Sementara itu, anggota Komisi I Rasky Mokodompit mengusulkan peningkatan dukungan terhadap wartawan melalui penambahan advertorial.
“Kesejahteraan wartawan yang meliput di Sekretariat DPRD harus diperhatikan. Jika sebelumnya satu advertorial per bulan, sebaiknya ditambah menjadi dua kali. Media yang rajin hadir dan aktif memberitakan kegiatan DPRD perlu diprioritaskan,” tegasnya.
Dukungan serupa disampaikan oleh Wakil Ketua Komisi I Rheza Woworuntu serta anggota Mulyadi Paputungan dan Feramita Mokodompit, yang sepakat memperjuangkan kesejahteraan jurnalis aktif di lingkungan DPRD Sulut.
Menutup pertemuan, Plt. Sekretaris DPRD Sulut, William Niklas Silangen, menyampaikan terima kasih atas berbagai masukan. Ia menegaskan bahwa pihaknya akan menindaklanjuti aspirasi tersebut.
“Kami akan memberikan prioritas kepada wartawan yang rajin hadir dan aktif memuat berita. Ke depan, kerja sama media akan ditinjau ulang dengan memperhatikan kehadiran fisik dan pemberitaan terkait aktivitas pimpinan serta anggota DPRD Sulut,” jelas Silangen.
Dalam kesempatan itu, BW juga menyampaikan keluhan mengenai fasilitas ruang kerjanya.
“Lampu di ruangan saya sudah mati. Siapa yang bertanggung jawab? Mungkin Pak Justman. Mohon hal ini bisa segera diperhatikan,” ujarnya.
Kepala Bagian Persidangan Setwan, Justman Entjaurau, ST, langsung menanggapi hal tersebut.
“Mohon izin, Pak.

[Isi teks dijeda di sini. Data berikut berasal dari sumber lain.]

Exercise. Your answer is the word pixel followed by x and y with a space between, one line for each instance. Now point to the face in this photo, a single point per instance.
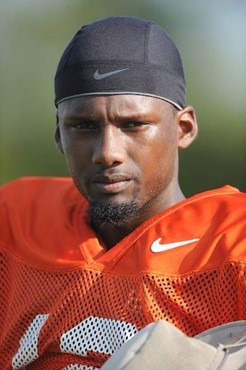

Terkait lampu yang dikeluhkan, sudah kami perbaiki. Petugas juga telah mengirimkan bukti perbaikan. Kami mohon maaf karena baru hari ini mendapatkan informasi langsung dari Bapak,” tutur Justman.
Selain membahas dengan Setwan, Komisi I juga melanjutkan RDP bersama Bappeda dan BKAD. Dalam sesi itu, Feramitha Mokodompit menyoroti pelaksanaan program strategis pada triwulan ketiga tahun 2025.
“Pada poin 23, saya membaca mengenai asistensi penetapan data dalam rangka percepatan penghapusan kemiskinan ekstrem (P3KE)…” ujar Feramitha, sembari menekankan masih adanya kesenjangan antarwilayah di Sulut. Ia juga mempertanyakan sejauh mana intervensi Bappeda terhadap desa-desa dengan tingkat kemiskinan ekstrem tinggi.
Kepala Bappeda Sulut, Elvira Katuuk, mengakui masih terdapat kendala pada pengelolaan data.
“Terkait data, memang kami akui, permasalahannya belum sepenuhnya terselesaikan. Ini juga telah kami sampaikan ke pusat…,” jelasnya.
Ia menambahkan bahwa berbagai jenis data seperti P3KE, DTKS, Regsosek, dan DTSEN masih perlu disinkronkan agar bisa diakses secara lengkap hingga tingkat desa. Elvira menegaskan bahwa tanggung jawab sinkronisasi berada di tingkat kabupaten/kota, sementara provinsi akan terus melakukan pengawasan.
Lebih lanjut, ia memaparkan daerah dengan angka kemiskinan tertinggi di Sulut.
“Daerah dengan tingkat kemiskinan tertinggi secara umum adalah Kabupaten Kepulauan Sangihe, disusul oleh Kabupaten Bolaang Mongondow Selatan dan Minahasa Tenggara. Sementara untuk kemiskinan ekstrem, justru tertinggi berada di Kota Manado,” tutupnya.